It is very important to note, that you should not resize index seps ever (there's some possibilities of minor scaling but please try to avoid it, it often causes major issues).
Always star working on the sep at the desired print size and resolution. Often when you look at an indexed image on screen it looks very bad, the image is very stippled. To get a good idea of how it will print, convert to RGB mode and zoom out to 50%, this should blend pixels together slightly much as they will on press (always try to print index wet on wet)


----------



## TshirtGuru (Jul 9, 2008)

Sorry I am just not getting it. I understand the differences between lpi, dpi, and ppi but don't know how to use to when separating index films. If I start off with a 300 DPI image in photoshop, where do I change the lpi and ppi? Or can I? When I split the films in Photoshop, it just indexes everything and asks for DPI and diffusion dither. After that it seps it to it's final rendering.
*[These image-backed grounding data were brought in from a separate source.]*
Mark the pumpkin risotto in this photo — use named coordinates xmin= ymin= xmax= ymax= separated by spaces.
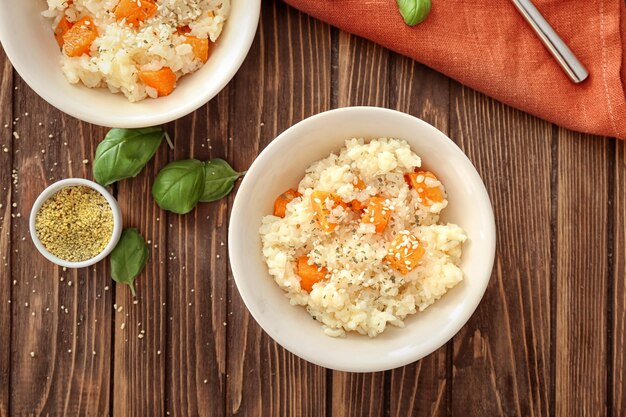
xmin=43 ymin=0 xmax=229 ymax=101
xmin=259 ymin=138 xmax=467 ymax=337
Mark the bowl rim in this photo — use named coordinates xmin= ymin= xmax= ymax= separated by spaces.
xmin=29 ymin=178 xmax=123 ymax=268
xmin=229 ymin=106 xmax=496 ymax=372
xmin=0 ymin=0 xmax=261 ymax=127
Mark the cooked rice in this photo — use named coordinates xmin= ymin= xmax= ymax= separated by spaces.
xmin=260 ymin=138 xmax=467 ymax=337
xmin=43 ymin=0 xmax=229 ymax=101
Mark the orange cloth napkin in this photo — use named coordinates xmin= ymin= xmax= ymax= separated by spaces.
xmin=284 ymin=0 xmax=626 ymax=139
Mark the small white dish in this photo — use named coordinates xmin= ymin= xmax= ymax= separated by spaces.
xmin=229 ymin=107 xmax=496 ymax=372
xmin=0 ymin=0 xmax=260 ymax=127
xmin=29 ymin=178 xmax=123 ymax=269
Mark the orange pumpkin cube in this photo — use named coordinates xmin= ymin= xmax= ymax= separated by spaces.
xmin=385 ymin=231 xmax=425 ymax=275
xmin=405 ymin=170 xmax=444 ymax=206
xmin=54 ymin=16 xmax=73 ymax=48
xmin=296 ymin=256 xmax=328 ymax=292
xmin=114 ymin=0 xmax=158 ymax=27
xmin=63 ymin=16 xmax=98 ymax=57
xmin=183 ymin=35 xmax=211 ymax=63
xmin=310 ymin=190 xmax=345 ymax=233
xmin=273 ymin=188 xmax=301 ymax=218
xmin=349 ymin=199 xmax=366 ymax=212
xmin=139 ymin=67 xmax=177 ymax=97
xmin=361 ymin=196 xmax=392 ymax=233
xmin=353 ymin=177 xmax=366 ymax=190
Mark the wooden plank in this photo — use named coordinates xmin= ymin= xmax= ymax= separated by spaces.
xmin=0 ymin=49 xmax=13 ymax=417
xmin=449 ymin=85 xmax=552 ymax=417
xmin=332 ymin=31 xmax=389 ymax=417
xmin=10 ymin=77 xmax=111 ymax=414
xmin=555 ymin=131 xmax=609 ymax=417
xmin=164 ymin=90 xmax=230 ymax=417
xmin=113 ymin=131 xmax=169 ymax=415
xmin=336 ymin=32 xmax=388 ymax=108
xmin=226 ymin=2 xmax=330 ymax=416
xmin=387 ymin=56 xmax=450 ymax=417
xmin=614 ymin=139 xmax=625 ymax=415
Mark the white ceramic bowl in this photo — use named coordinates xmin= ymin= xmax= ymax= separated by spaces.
xmin=229 ymin=107 xmax=496 ymax=372
xmin=29 ymin=178 xmax=123 ymax=268
xmin=0 ymin=1 xmax=260 ymax=127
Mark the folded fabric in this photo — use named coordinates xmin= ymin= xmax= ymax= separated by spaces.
xmin=284 ymin=0 xmax=626 ymax=139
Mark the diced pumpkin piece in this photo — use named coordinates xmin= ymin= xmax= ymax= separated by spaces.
xmin=296 ymin=255 xmax=328 ymax=292
xmin=311 ymin=191 xmax=345 ymax=232
xmin=273 ymin=188 xmax=301 ymax=218
xmin=183 ymin=35 xmax=210 ymax=63
xmin=177 ymin=25 xmax=192 ymax=34
xmin=139 ymin=67 xmax=177 ymax=97
xmin=361 ymin=196 xmax=392 ymax=233
xmin=62 ymin=16 xmax=98 ymax=57
xmin=405 ymin=170 xmax=444 ymax=206
xmin=353 ymin=177 xmax=366 ymax=190
xmin=349 ymin=199 xmax=366 ymax=212
xmin=114 ymin=0 xmax=157 ymax=27
xmin=54 ymin=16 xmax=73 ymax=48
xmin=385 ymin=231 xmax=425 ymax=275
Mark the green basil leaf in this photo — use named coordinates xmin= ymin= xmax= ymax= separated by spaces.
xmin=200 ymin=159 xmax=243 ymax=202
xmin=110 ymin=228 xmax=149 ymax=297
xmin=152 ymin=159 xmax=205 ymax=214
xmin=396 ymin=0 xmax=431 ymax=26
xmin=93 ymin=127 xmax=164 ymax=186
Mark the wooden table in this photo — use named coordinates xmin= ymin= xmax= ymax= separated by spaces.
xmin=1 ymin=1 xmax=624 ymax=416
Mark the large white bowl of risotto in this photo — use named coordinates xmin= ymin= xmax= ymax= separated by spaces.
xmin=0 ymin=0 xmax=259 ymax=126
xmin=229 ymin=107 xmax=496 ymax=372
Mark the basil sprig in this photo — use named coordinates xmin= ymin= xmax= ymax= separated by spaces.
xmin=110 ymin=228 xmax=149 ymax=296
xmin=152 ymin=159 xmax=206 ymax=214
xmin=152 ymin=159 xmax=243 ymax=214
xmin=93 ymin=127 xmax=165 ymax=186
xmin=200 ymin=159 xmax=244 ymax=202
xmin=396 ymin=0 xmax=431 ymax=26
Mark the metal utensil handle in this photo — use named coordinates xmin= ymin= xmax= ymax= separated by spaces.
xmin=511 ymin=0 xmax=589 ymax=83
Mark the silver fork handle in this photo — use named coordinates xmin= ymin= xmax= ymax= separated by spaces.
xmin=510 ymin=0 xmax=589 ymax=83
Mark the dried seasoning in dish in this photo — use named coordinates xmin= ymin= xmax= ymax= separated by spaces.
xmin=35 ymin=186 xmax=114 ymax=262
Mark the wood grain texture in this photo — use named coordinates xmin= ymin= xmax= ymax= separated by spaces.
xmin=336 ymin=31 xmax=388 ymax=108
xmin=165 ymin=91 xmax=230 ymax=417
xmin=226 ymin=2 xmax=330 ymax=416
xmin=450 ymin=85 xmax=553 ymax=417
xmin=387 ymin=56 xmax=450 ymax=417
xmin=614 ymin=139 xmax=625 ymax=416
xmin=555 ymin=131 xmax=609 ymax=417
xmin=0 ymin=49 xmax=13 ymax=417
xmin=10 ymin=78 xmax=111 ymax=415
xmin=113 ymin=131 xmax=169 ymax=416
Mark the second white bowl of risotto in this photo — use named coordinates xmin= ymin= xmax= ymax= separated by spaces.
xmin=0 ymin=0 xmax=260 ymax=127
xmin=229 ymin=107 xmax=496 ymax=372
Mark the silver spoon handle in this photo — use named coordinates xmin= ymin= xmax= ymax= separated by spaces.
xmin=510 ymin=0 xmax=589 ymax=83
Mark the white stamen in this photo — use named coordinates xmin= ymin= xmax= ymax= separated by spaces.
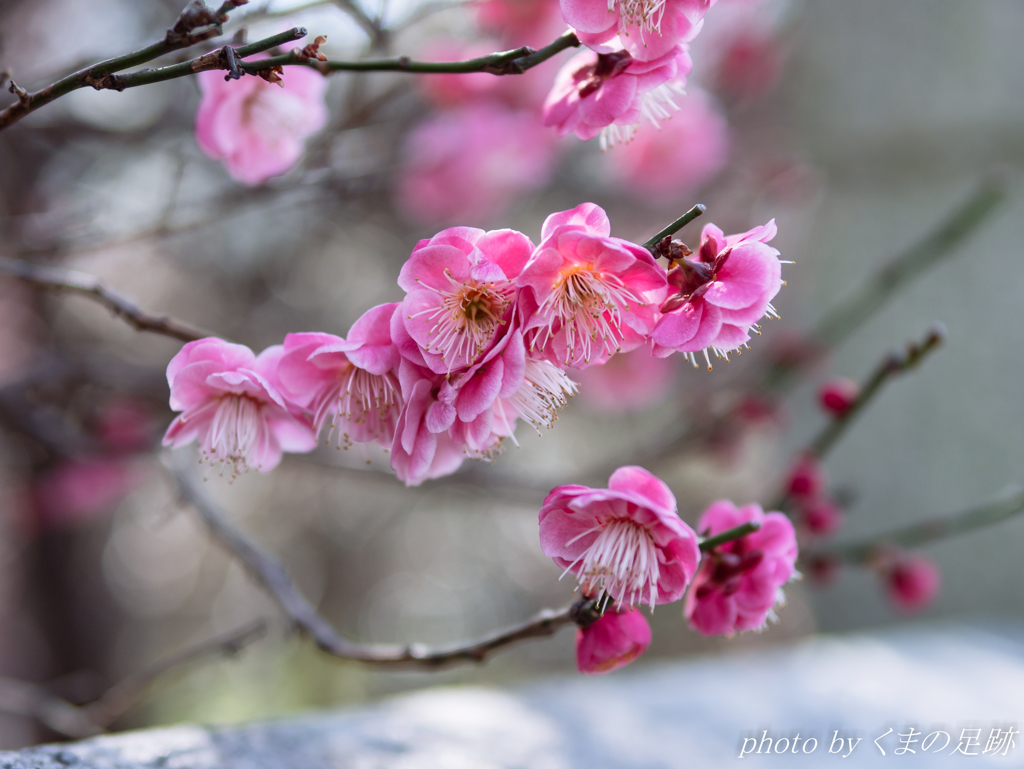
xmin=508 ymin=359 xmax=578 ymax=434
xmin=203 ymin=395 xmax=264 ymax=478
xmin=576 ymin=518 xmax=661 ymax=608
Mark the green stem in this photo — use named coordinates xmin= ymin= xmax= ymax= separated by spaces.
xmin=809 ymin=490 xmax=1024 ymax=564
xmin=699 ymin=521 xmax=761 ymax=552
xmin=642 ymin=204 xmax=707 ymax=251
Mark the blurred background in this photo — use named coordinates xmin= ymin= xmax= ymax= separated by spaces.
xmin=0 ymin=0 xmax=1022 ymax=750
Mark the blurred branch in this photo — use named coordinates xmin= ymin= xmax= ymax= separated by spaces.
xmin=0 ymin=0 xmax=251 ymax=130
xmin=806 ymin=324 xmax=945 ymax=460
xmin=699 ymin=521 xmax=761 ymax=550
xmin=0 ymin=620 xmax=265 ymax=739
xmin=82 ymin=619 xmax=266 ymax=727
xmin=395 ymin=0 xmax=472 ymax=31
xmin=813 ymin=178 xmax=1008 ymax=349
xmin=0 ymin=258 xmax=213 ymax=343
xmin=166 ymin=453 xmax=753 ymax=668
xmin=809 ymin=489 xmax=1024 ymax=565
xmin=771 ymin=325 xmax=945 ymax=511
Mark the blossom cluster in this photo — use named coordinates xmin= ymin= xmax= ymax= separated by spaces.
xmin=539 ymin=465 xmax=798 ymax=673
xmin=161 ymin=203 xmax=785 ymax=485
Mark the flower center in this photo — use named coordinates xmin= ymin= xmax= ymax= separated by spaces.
xmin=534 ymin=264 xmax=643 ymax=366
xmin=204 ymin=394 xmax=264 ymax=477
xmin=574 ymin=518 xmax=661 ymax=608
xmin=413 ymin=270 xmax=513 ymax=371
xmin=614 ymin=0 xmax=669 ymax=36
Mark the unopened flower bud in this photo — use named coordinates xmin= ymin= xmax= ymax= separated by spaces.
xmin=575 ymin=607 xmax=651 ymax=675
xmin=885 ymin=553 xmax=940 ymax=612
xmin=819 ymin=377 xmax=859 ymax=415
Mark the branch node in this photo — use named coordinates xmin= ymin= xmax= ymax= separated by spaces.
xmin=7 ymin=79 xmax=29 ymax=104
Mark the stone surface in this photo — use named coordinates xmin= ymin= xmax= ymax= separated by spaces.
xmin=3 ymin=623 xmax=1023 ymax=767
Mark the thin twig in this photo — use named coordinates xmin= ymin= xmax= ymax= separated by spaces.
xmin=813 ymin=178 xmax=1008 ymax=349
xmin=0 ymin=257 xmax=214 ymax=343
xmin=164 ymin=453 xmax=756 ymax=668
xmin=83 ymin=619 xmax=266 ymax=727
xmin=642 ymin=204 xmax=707 ymax=252
xmin=699 ymin=521 xmax=761 ymax=550
xmin=809 ymin=489 xmax=1024 ymax=564
xmin=770 ymin=325 xmax=945 ymax=510
xmin=807 ymin=323 xmax=945 ymax=460
xmin=0 ymin=0 xmax=251 ymax=130
xmin=0 ymin=620 xmax=266 ymax=739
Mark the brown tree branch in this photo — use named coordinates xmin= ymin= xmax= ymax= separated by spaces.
xmin=164 ymin=452 xmax=752 ymax=669
xmin=0 ymin=0 xmax=251 ymax=130
xmin=0 ymin=257 xmax=214 ymax=343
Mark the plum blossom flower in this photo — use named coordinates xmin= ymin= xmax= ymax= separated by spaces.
xmin=561 ymin=0 xmax=716 ymax=62
xmin=162 ymin=338 xmax=318 ymax=476
xmin=275 ymin=304 xmax=403 ymax=449
xmin=543 ymin=46 xmax=690 ymax=149
xmin=884 ymin=552 xmax=941 ymax=613
xmin=398 ymin=226 xmax=535 ymax=375
xmin=801 ymin=497 xmax=843 ymax=537
xmin=684 ymin=500 xmax=798 ymax=636
xmin=576 ymin=606 xmax=652 ymax=674
xmin=195 ymin=62 xmax=328 ymax=186
xmin=576 ymin=345 xmax=676 ymax=412
xmin=786 ymin=454 xmax=824 ymax=500
xmin=396 ymin=104 xmax=557 ymax=225
xmin=539 ymin=465 xmax=700 ymax=608
xmin=519 ymin=203 xmax=669 ymax=369
xmin=604 ymin=87 xmax=729 ymax=203
xmin=389 ymin=358 xmax=468 ymax=485
xmin=652 ymin=219 xmax=784 ymax=368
Can someone clarify?


----------



## tpitman (Jul 30, 2007)

After you're done editing your file, you determine the diffusion dither you want to use, and without scaling your art, change the file to match that dither output. In other words, if you decide you want to do index seps at a diffusion dither of 200, change the resolution of your 300 ppi file to 200 ppi, keeping the physical dimensions of the file (8-1/2 x 11, for example) the same. Then split your colors, and do the bitmap/diffusion dither conversion at 200. The window should show the file size at 200 since that's what you changed it to, and you want your diffusion dither to match.
You may want to save the original edited or editable art file in it's original size and do the downsampling/channel splitting/bitmap/diffusion dither operation on a copy. Once you've converted to a diffusion dithered image, you don't want to scale it up or down.


----------